PartiesTimothy and Bernadette LLOYD, et al. v. GENERAL MOTORS CORPORATION, et al.
CourtCourt of Special Appeals of Maryland

DC, J. Andrew Langan, Douglas M. Poland, Chicago, IL, Richard E. Hagerty, Troutman Sanders, LLP, McLean, VA, Charles A. Newman, Kathy A. Wisniewski, Veronica A. Gioia, Bryan Cave LLP, St. Louis, MO, all on brief), for respondents.

Michael T. Wharton, Victoria H. Wink, Wharton Levin Ehrmantraut & Klein, P.A., Annapolis, amicus curiae;

Hugh F. Young, Jr., Product Liability Advisory Council, Inc., Reston, VA, of counsel.

Argued before BELL, C.J.,* ELDRIDGE, RAKER,* WILNER, CATHELL, HARRELL and BATTAGLIA, JJ.

BELL, C.J.

The major issue in this case is whether the cost to repair defective seatbacks, which allegedly have a tendency to collapse in rear-impact collisions, causing, in some cases, serious bodily injury or death to drivers and/or passengers in the class vehicles, constitutes a cognizable injury, in the form of economic loss for claims sounding in tort, contract, and consumer protection.

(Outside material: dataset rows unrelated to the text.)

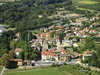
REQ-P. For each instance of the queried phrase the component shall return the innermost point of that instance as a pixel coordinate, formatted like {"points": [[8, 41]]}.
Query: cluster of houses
{"points": [[2, 29]]}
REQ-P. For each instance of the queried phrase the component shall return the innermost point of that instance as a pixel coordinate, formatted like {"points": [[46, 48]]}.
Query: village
{"points": [[58, 42]]}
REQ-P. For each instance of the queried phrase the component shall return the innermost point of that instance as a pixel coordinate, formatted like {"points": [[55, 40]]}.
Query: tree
{"points": [[13, 44], [3, 49], [52, 34], [11, 54], [89, 43], [61, 36], [5, 60]]}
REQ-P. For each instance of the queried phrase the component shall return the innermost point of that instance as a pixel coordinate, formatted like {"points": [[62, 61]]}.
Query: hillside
{"points": [[87, 4]]}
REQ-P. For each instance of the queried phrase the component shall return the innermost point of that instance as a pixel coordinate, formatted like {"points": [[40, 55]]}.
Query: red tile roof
{"points": [[18, 50], [47, 53]]}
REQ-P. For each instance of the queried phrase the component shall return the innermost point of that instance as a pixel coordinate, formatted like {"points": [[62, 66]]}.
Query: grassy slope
{"points": [[49, 71], [46, 71]]}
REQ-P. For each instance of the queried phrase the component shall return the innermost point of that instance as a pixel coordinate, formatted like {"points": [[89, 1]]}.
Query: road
{"points": [[44, 63]]}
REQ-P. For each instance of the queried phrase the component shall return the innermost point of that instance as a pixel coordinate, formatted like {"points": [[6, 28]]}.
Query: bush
{"points": [[56, 65]]}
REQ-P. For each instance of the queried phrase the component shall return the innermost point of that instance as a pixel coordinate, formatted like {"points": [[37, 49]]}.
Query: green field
{"points": [[0, 68], [49, 71], [88, 2]]}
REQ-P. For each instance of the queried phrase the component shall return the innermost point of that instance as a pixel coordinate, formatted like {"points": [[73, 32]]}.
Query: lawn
{"points": [[48, 71], [0, 68]]}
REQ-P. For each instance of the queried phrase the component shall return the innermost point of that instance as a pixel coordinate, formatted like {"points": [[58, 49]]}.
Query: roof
{"points": [[47, 53], [16, 60], [18, 50], [63, 51]]}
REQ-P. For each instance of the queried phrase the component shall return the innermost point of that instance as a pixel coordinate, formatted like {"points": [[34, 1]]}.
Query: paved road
{"points": [[3, 69], [44, 63]]}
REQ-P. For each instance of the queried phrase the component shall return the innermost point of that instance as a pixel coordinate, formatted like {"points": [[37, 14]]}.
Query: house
{"points": [[2, 29], [45, 45], [75, 45], [19, 61], [17, 51], [87, 54]]}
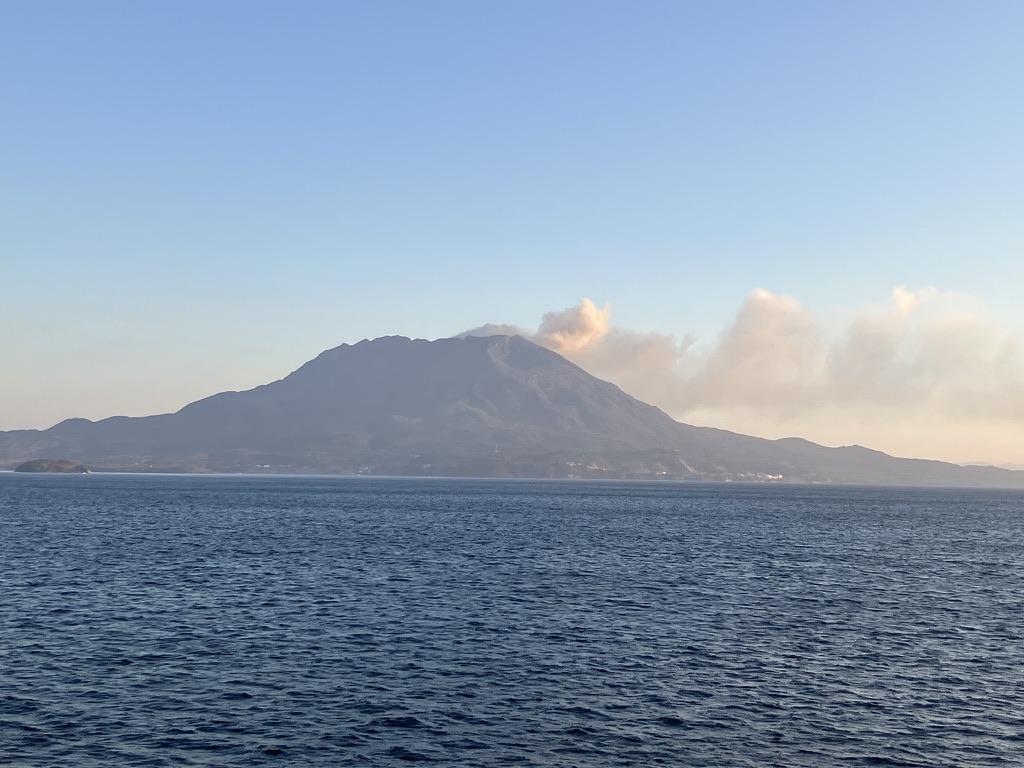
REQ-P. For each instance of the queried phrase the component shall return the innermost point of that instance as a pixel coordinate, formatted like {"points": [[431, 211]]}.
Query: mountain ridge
{"points": [[497, 406]]}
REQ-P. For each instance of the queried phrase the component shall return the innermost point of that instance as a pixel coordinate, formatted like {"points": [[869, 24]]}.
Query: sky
{"points": [[784, 218]]}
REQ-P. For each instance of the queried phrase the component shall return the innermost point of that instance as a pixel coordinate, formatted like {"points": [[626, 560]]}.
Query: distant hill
{"points": [[52, 466], [492, 407]]}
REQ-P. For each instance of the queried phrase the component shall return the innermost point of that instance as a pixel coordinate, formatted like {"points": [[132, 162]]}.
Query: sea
{"points": [[270, 621]]}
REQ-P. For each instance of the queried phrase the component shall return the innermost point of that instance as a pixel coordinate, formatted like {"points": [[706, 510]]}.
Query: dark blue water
{"points": [[311, 622]]}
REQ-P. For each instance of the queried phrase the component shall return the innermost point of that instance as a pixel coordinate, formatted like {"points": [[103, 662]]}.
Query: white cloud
{"points": [[928, 373]]}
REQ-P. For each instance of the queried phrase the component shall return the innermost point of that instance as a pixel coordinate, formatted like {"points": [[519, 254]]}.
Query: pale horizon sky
{"points": [[778, 218]]}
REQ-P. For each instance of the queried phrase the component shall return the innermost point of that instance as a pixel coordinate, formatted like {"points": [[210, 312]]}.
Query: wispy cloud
{"points": [[926, 373]]}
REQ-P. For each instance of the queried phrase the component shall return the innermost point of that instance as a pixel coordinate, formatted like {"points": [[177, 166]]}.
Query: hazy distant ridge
{"points": [[496, 406]]}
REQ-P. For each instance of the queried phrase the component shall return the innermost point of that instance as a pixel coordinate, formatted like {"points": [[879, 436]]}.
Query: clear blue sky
{"points": [[202, 196]]}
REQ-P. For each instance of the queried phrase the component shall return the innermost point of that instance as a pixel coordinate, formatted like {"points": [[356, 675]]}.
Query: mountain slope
{"points": [[482, 407]]}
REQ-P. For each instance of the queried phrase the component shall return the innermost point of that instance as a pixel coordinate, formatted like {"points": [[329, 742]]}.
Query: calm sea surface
{"points": [[321, 622]]}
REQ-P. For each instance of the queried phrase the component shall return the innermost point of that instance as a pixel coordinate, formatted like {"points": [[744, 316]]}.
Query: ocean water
{"points": [[172, 621]]}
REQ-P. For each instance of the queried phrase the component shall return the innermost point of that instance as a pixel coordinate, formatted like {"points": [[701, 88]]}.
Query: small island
{"points": [[52, 465]]}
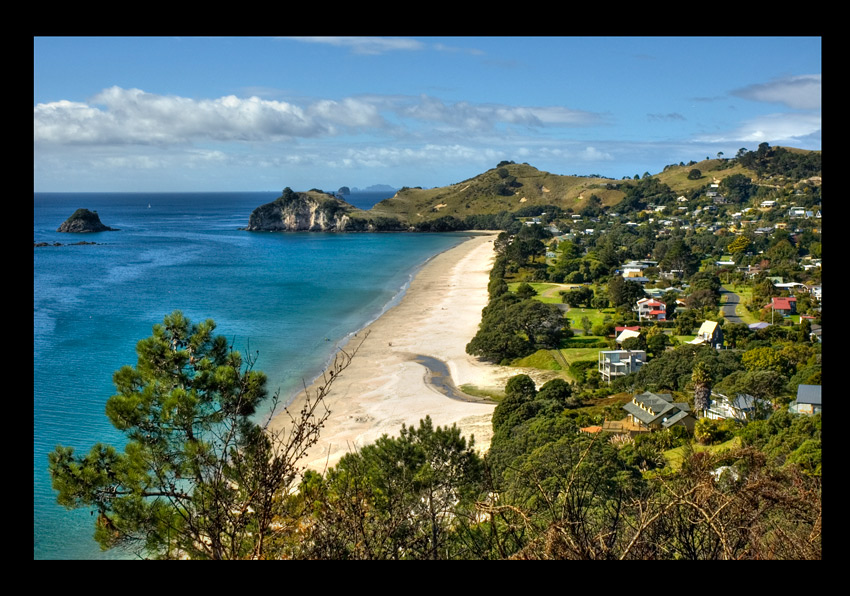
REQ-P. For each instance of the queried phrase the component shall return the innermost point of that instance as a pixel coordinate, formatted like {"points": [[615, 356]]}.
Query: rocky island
{"points": [[84, 221], [311, 211]]}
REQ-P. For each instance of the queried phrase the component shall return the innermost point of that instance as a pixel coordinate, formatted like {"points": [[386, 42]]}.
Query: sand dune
{"points": [[384, 386]]}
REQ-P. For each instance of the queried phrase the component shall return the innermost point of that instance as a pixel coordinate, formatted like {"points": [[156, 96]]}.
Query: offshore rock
{"points": [[84, 221]]}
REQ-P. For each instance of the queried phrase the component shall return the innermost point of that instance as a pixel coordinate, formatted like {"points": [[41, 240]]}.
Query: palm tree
{"points": [[701, 380]]}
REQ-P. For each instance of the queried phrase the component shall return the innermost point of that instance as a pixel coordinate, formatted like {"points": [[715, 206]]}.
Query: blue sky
{"points": [[263, 113]]}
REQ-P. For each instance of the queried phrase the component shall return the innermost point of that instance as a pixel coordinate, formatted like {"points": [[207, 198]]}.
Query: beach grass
{"points": [[474, 391]]}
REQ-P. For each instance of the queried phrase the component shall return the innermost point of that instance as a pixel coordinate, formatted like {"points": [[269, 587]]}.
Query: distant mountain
{"points": [[512, 188], [374, 188]]}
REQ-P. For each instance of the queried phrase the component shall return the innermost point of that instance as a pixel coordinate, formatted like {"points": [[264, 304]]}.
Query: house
{"points": [[808, 400], [657, 411], [709, 333], [619, 363], [651, 309], [626, 333], [742, 407], [783, 306]]}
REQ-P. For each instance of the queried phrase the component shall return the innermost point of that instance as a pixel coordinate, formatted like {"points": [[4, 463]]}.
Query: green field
{"points": [[548, 293], [674, 456]]}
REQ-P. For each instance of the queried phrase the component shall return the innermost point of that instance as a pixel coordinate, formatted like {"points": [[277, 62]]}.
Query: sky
{"points": [[201, 114]]}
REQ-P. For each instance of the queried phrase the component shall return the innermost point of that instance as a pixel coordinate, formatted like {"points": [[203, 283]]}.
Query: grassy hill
{"points": [[508, 187], [511, 187]]}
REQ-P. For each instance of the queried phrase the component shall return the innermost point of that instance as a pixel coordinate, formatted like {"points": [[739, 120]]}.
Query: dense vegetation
{"points": [[199, 478]]}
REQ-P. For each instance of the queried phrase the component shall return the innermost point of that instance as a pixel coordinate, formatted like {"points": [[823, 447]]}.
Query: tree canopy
{"points": [[197, 477]]}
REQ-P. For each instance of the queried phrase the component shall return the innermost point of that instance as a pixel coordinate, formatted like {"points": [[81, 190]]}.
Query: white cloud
{"points": [[119, 116], [484, 117], [771, 128], [800, 93], [367, 45]]}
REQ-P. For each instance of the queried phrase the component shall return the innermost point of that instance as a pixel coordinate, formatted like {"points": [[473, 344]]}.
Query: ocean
{"points": [[291, 299]]}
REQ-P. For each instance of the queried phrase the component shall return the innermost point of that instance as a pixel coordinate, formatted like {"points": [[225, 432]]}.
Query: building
{"points": [[709, 333], [657, 411], [808, 400], [742, 407], [619, 363], [650, 309], [783, 306]]}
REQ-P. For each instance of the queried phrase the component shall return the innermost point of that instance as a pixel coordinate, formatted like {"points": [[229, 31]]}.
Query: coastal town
{"points": [[636, 379]]}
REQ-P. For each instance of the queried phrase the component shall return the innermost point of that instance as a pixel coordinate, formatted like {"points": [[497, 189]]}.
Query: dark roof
{"points": [[808, 394], [661, 405]]}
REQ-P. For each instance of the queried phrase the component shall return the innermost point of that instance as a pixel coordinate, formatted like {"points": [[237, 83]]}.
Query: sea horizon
{"points": [[288, 299]]}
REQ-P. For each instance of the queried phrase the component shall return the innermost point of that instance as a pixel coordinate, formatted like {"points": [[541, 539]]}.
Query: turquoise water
{"points": [[290, 297]]}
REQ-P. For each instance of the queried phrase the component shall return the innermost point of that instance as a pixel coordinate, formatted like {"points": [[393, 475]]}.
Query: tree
{"points": [[624, 293], [404, 497], [525, 291], [701, 380], [198, 477]]}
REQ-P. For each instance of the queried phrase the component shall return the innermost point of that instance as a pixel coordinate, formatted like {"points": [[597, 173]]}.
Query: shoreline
{"points": [[388, 382]]}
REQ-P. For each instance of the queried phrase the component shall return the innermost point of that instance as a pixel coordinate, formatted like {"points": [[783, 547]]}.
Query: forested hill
{"points": [[493, 199], [522, 189]]}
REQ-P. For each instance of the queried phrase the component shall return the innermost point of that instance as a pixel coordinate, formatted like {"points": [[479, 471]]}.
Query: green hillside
{"points": [[511, 187], [507, 187]]}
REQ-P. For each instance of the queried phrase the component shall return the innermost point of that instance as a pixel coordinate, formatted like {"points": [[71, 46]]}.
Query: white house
{"points": [[808, 400], [709, 333], [651, 309], [742, 407], [619, 363]]}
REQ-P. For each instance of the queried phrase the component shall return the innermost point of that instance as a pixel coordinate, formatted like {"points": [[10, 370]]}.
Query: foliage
{"points": [[701, 380], [197, 477], [624, 293], [405, 497], [711, 432]]}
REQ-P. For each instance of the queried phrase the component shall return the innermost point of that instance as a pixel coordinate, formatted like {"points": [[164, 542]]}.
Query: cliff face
{"points": [[83, 221], [309, 212]]}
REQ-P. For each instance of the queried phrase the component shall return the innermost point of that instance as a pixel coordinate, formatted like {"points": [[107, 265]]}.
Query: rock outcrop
{"points": [[84, 221], [311, 211]]}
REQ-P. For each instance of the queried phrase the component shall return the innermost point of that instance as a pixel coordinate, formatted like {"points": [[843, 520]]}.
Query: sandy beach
{"points": [[392, 381]]}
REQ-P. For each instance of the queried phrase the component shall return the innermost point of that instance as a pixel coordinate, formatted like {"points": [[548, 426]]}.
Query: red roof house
{"points": [[783, 306]]}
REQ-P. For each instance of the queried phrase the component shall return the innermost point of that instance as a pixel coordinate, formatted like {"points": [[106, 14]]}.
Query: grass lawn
{"points": [[745, 292], [595, 315], [674, 456], [547, 293]]}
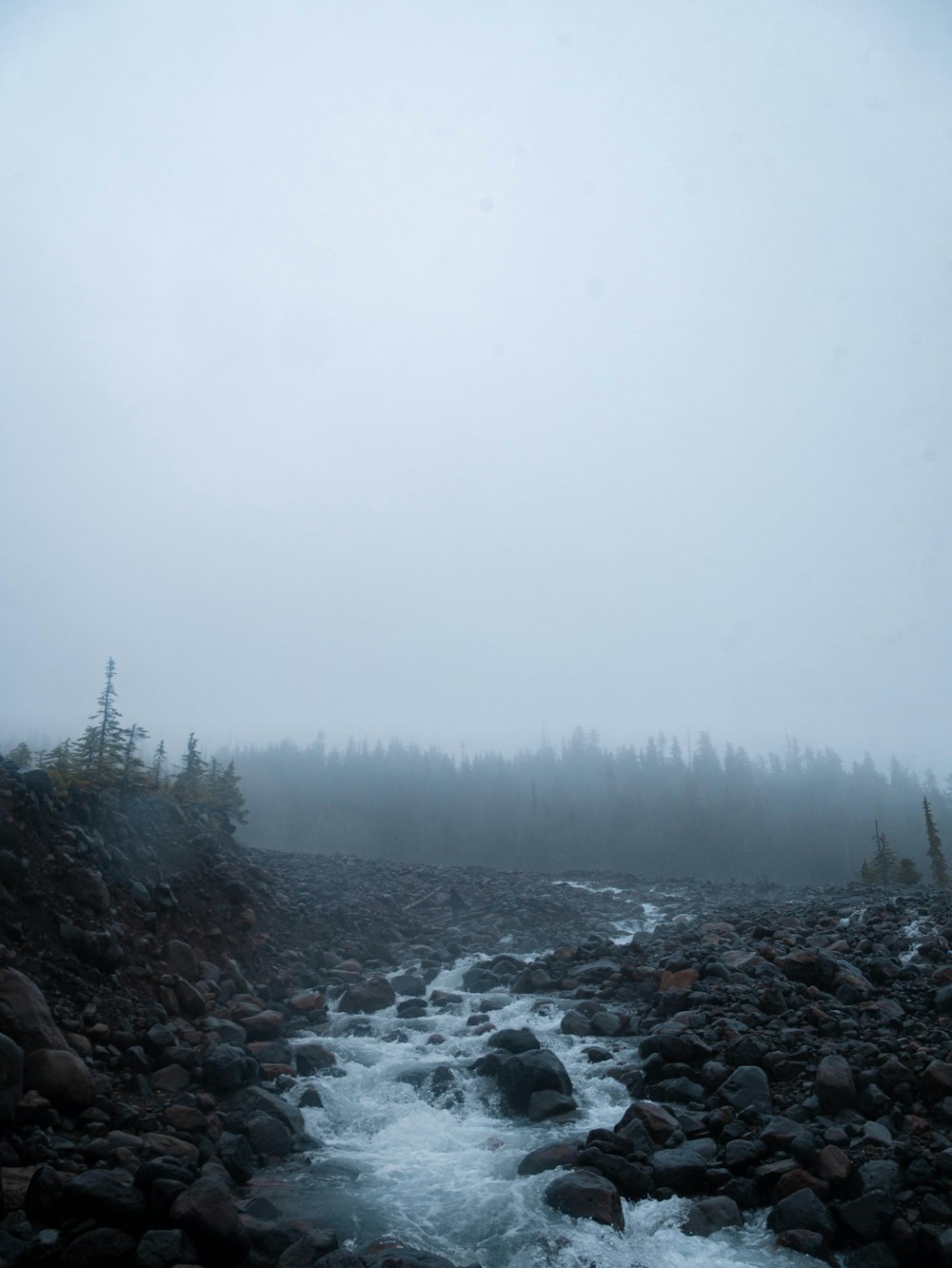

Inconsistent with the conclusion reached by the Circuit Court for Montgomery County and the Court of Special Appeals, we shall hold that the petitioners, Timothy and Bernadette Lloyd, have sufficiently alleged an injury that is cognizable under each of the petitioners' claims. Accordingly, we shall reverse the judgment of the Court of Special Appeals dismissing the petitioners' claims.

I.

The petitioners are Timothy and Bernadette Lloyd and seven other Maryland residents, who own "class vehicles," automobiles manufactured between 1990 and 1999 by the respondents, General Motors Corporation, Ford Motor Company, Daimler Chrysler Corporation and Saturn Corporation. The petitioners brought this class action to recover from the respondents the cost of repairing and/or replacing the front seats in each class vehicle. They allege that the seats are unsafe because they collapse rearward in moderate and severe rear-impact collisions. None of the petitioners or any putative class members allege that he or she has experienced personal injury as a result of the mechanical failure that caused the alleged defect. Indeed, persons with such experiences were expressly excluded from this class.1

The Third Amended Complaint ("TAC") contains seven counts. Count one alleges negligence in the design and manufacture of the seats. Count two, sounding in strict liability, alleges that the seats were in a defective condition, rendering them "inherently dangerous and creating an unreasonable risk of serious injury or death to users" when they left the control of the defendants. Count three alleges breach of the implied warranty of merchantability. Count four alleges negligent failure to disclose, failure to warn, concealment and misrepresentation. Count five alleges fraudulent concealment and intentional failure to warn. Count six alleges unfair or deceptive trade practices under the Maryland Consumer Protection Act (CPA). Count seven alleges civil conspiracy.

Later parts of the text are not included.